The Lack of Backlash
We analyzed the state legislative and gubernatorial elections immediately following legalization in each of the ten states that most recently legislated medical marijuana, and we couldn’t identify a single instance of negative political consequences for elected officials who supported legalization of medical marijuana.
We could find no state legislative races in which voting in favor of a medical marijuana bill was detrimental. Only two state senates flipped party control after legalization—New York and Minnesota—but in both the medical marijuana vote had been overwhelmingly in favor and bipartisan. Only two state lower chambers flipped party control as well—Minnesota and New Hampshire—but in neither state was marijuana a major campaign issue. Not a single Governor in any of these ten states lost a reelection campaign because he or she signed a medical marijuana bill into law—in fact, only one Governor lost their reelection at all (Democrat Pat Quinn of Illinois), and it was to an opponent who did not oppose medical marijuana legalization.
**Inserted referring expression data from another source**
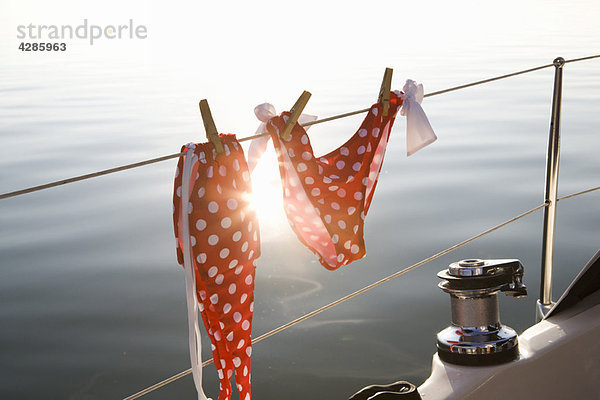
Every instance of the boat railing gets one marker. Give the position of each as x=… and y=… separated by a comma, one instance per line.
x=544, y=303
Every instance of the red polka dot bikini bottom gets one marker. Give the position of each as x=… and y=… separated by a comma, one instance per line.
x=218, y=243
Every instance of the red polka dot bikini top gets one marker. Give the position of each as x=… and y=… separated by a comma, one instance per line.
x=327, y=198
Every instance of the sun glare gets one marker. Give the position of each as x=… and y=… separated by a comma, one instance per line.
x=266, y=190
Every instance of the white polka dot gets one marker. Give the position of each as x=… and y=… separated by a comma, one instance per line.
x=213, y=207
x=232, y=204
x=213, y=240
x=237, y=236
x=301, y=167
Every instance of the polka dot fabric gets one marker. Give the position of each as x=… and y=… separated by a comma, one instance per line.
x=225, y=243
x=326, y=198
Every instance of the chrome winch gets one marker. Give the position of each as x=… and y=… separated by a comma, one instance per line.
x=476, y=336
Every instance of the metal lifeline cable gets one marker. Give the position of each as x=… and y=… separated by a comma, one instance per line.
x=176, y=155
x=345, y=298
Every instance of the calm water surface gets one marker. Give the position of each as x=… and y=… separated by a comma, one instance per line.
x=92, y=302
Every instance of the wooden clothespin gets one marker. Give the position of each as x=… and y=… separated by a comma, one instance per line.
x=209, y=125
x=384, y=92
x=295, y=112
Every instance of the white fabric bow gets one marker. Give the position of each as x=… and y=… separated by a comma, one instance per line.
x=264, y=112
x=418, y=130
It seems clear that legalizing medical marijuana is not a political liability for Governors or state legislatures. In fact, given the overwhelming popularity of medical marijuana, just the opposite may prove to be true going forward, especially as more states legalize and those that don’t are left behind.
State policymakers have led the way on marijuana reform. More than half of the 29 states that have legalized medical marijuana did so legislatively, and more are likely to follow. The growing bipartisan nature of state reforms and the absence of any major political consequences for those policymakers who enacted them illustrate that policymakers can feel comfortable publicly supporting legalization, regardless of party affiliation.
The policy landscape has changed dramatically around marijuana during the past 20 years. Roughly 98% of Americans live in states that permit some use of medical marijuana and roughly one-fifth of the country’s population lives in states where recreational use is also legal.58 Public support for legalization—and opposition to federal enforcement—is at the highest levels ever seen. And while there is uncertainty about what course the Trump Administration will take on marijuana policy, support in Congress and statehouses nationwide continues to grow. Increasingly, federal policymakers are recognizing the conflict between state and federal laws and are working to proactively to address it. That’s critical, because as the number of states where marijuana is legal expands, the need for responsible, safe, and smart governance is more important than ever.